End of the Feud


For the purpose of this tale, one man shall be called Jones and the other Smith. The two are neighbors, sharing the same property line and yet are anything but neighborly with one another.

For nearly three decades the pair have been feuding over boundary-lines, accusing the other of cutting down trees, stealing the lumber; usurping water from the other; and hunting the wild game that the other claimed belonged to them. And for years, the nearby communities expected to hear at anytime that they had finally shot it out with one or both killed in the melee.

Elk season had begun.

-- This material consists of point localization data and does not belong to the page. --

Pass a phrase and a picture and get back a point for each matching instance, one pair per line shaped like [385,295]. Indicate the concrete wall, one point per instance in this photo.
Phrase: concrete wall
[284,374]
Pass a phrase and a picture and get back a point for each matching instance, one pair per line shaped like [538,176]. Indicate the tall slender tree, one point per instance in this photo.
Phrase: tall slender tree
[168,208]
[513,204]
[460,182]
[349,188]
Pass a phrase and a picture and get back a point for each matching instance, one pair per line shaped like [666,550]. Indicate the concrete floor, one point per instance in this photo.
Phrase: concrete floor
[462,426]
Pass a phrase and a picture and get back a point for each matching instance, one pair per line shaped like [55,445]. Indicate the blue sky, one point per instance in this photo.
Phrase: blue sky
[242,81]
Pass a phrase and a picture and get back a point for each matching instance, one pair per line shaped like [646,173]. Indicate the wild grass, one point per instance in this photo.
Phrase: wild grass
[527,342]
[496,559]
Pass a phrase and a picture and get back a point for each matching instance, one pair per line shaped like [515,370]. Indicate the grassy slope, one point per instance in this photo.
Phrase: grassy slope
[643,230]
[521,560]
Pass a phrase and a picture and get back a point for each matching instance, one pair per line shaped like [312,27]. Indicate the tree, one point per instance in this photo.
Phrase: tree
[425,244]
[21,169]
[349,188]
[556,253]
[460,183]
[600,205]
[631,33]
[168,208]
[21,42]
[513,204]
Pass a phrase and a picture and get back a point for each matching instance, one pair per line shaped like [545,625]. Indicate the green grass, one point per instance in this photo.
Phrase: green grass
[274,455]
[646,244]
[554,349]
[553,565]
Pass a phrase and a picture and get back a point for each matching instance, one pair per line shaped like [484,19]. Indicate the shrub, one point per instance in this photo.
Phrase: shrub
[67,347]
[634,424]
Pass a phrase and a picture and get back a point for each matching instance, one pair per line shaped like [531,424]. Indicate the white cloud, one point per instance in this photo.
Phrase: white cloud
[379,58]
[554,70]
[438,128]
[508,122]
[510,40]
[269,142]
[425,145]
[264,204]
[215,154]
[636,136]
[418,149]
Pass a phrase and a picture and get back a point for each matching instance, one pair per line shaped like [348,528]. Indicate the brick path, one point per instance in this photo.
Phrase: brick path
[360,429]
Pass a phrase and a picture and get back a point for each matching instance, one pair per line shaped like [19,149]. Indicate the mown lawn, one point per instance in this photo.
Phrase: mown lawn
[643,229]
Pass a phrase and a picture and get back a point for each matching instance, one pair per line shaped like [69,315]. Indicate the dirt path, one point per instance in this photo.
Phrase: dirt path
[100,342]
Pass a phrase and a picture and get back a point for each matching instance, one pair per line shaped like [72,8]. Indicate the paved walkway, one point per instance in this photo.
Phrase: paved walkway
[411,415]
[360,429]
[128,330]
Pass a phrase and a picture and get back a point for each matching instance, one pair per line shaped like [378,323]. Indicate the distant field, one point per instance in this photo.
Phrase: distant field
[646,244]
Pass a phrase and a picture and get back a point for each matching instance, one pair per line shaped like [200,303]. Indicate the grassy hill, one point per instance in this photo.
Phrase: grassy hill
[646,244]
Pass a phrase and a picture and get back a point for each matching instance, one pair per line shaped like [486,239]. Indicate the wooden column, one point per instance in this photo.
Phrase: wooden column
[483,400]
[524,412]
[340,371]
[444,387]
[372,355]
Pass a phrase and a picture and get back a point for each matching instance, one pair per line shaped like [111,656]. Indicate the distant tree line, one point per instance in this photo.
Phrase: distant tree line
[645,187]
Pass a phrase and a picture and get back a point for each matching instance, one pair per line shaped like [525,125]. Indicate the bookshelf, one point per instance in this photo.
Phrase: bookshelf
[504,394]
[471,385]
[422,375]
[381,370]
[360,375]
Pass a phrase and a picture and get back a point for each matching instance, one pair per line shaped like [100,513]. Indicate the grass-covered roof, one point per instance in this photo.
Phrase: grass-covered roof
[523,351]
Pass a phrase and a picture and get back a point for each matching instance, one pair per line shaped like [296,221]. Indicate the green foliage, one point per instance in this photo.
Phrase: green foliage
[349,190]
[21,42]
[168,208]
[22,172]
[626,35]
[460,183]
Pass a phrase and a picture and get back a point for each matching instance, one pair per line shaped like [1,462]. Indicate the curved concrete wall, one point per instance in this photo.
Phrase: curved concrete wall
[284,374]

It was still dark when word reached the other man’s encampment that the other was trespassing.

A general alarm sounded, with both Smith and Jones unknowingly acting in unison. Each man set out groups of men to scout the area and return with information, that being of the location and the number in each party.

All day, men wandered the forested grounds, the rocky ledges and crags as well as the lower scrub brush with its tall grasses in search of the other’s hunting party. Finally, and with no activity found, men from each camp returned with their lack-luster report.

Jones decided to take care of the problem himself. “I should have done this years ago,” he told himself as he chambered a round in the rifle.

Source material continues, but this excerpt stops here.